# Velodyne CHT-15 replacement suggestions



## Guest (Feb 22, 2008)

I bought my parents this sub about 3 years ago. They recently bought a Samsung LNT5271F along with a new Bello tv stand so they want something smaller to go with their new uncluttered look. I looked up the specs of the Velodyne:

SPECIFICATIONS CHT-15
Cabinet (H,W,D) 21" x 18.5" x 22.75"
Frequency Response 23Hz-120Hz +/- 3 dB
High Pass Crossover 80Hz or 100Hz
(6 dB/octave slope)
Low Pass Crossover 40Hz -120Hz (12 dB/octave, 24 dB ultimate)
Amplifier (Class A/B) 750 watts/300 watts RMS power
Woofer 15" forward firing
Magnet 70 oz.
Voice Coil 2 - 1/2" copper

What sub, smaller than this, would you recommend with equal or greater performance. It must look decent so Elemental Design is not being considered. It doesn't matter if it can be bought at a Brick & Mortar or online only. I have a SVS PCU 13 so I'm okay with Internet Direct. I don't think my parents would spend that much so budget will probably be under $600 (That takes out the small JL).

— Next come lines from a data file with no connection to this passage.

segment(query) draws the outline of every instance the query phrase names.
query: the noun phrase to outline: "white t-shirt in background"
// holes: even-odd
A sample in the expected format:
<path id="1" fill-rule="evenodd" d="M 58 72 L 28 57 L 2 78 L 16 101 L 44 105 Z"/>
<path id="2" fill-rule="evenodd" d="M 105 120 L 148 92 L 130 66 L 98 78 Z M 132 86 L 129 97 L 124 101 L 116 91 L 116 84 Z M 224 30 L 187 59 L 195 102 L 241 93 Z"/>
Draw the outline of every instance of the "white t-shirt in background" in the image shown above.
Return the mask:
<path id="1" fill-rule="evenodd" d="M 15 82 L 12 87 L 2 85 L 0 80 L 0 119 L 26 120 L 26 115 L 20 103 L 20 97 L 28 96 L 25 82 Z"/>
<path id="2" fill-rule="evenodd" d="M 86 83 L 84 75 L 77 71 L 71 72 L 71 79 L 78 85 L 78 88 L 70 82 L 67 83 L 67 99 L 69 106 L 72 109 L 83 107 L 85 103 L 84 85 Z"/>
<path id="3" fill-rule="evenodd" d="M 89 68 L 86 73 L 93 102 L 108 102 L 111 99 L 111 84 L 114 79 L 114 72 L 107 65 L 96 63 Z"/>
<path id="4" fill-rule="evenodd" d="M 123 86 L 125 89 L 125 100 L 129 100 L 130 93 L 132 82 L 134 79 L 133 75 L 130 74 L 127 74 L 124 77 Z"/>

Here are some subs I found that are smaller than the Velo CHT-15. The Epik is about the same size, a little down on width, so I'm not sure of that one. Will all of these sound equal or better than the Velo. I'm not too sure if they'll lose too much going from a 15" woofer to a 10". Also, I think I read that the SB12-Plus is better geared for music than home theater. Any thoughts or comments on other subs I should look at. What about Mirage subs? Oh yeah, this will mainly be used for HT.
HSU
VTF-1 
Bass Extension 25 Hz 
Amp Power 200 Watts 
Woofer Size 10 Inches 
Dimensions 19.5"(h) x 14"(w) x 18"(d) 

STF-2 
Bass Extension 25 Hz 
Amp Power 200 Watts 
Dimensions 19.5"(h) x 14"(w) x 18"(d) 
Driver Size 10 Inches 

SVS
PB10-NSD
+/- 3dB from 20-100 Hz anechoic (in room extension will be 2-5 Hz deeper)
Size: 15" wide x 19" high x 21" deep

SB12-Plus
Industry leading response (+/- 3dB 22Hz-150Hz) 
Size: Approx. 15” deep x 14" wide x 14 " high 

Epik Valor
Enclosure dimensions: 22H x 16.5W x 21D inches (22D with grill) 
Driver: Custom 15 inch extreme excursion design 
Amplifier: Custom 350 watt RMS BASH amplifier

I posted this question on some other forum and a helpful person suggested: "25-31PCi in the 22hz tune." He said "I used to run a couple CHT-15. I did notice when I moved over to a 25-31CS+ that it was more of a sub than a single CHT-15. " So that along with the PCi 20-39 could be an option if my parents don't mind the Cylinder look.

Thanks for any suggestions.


----------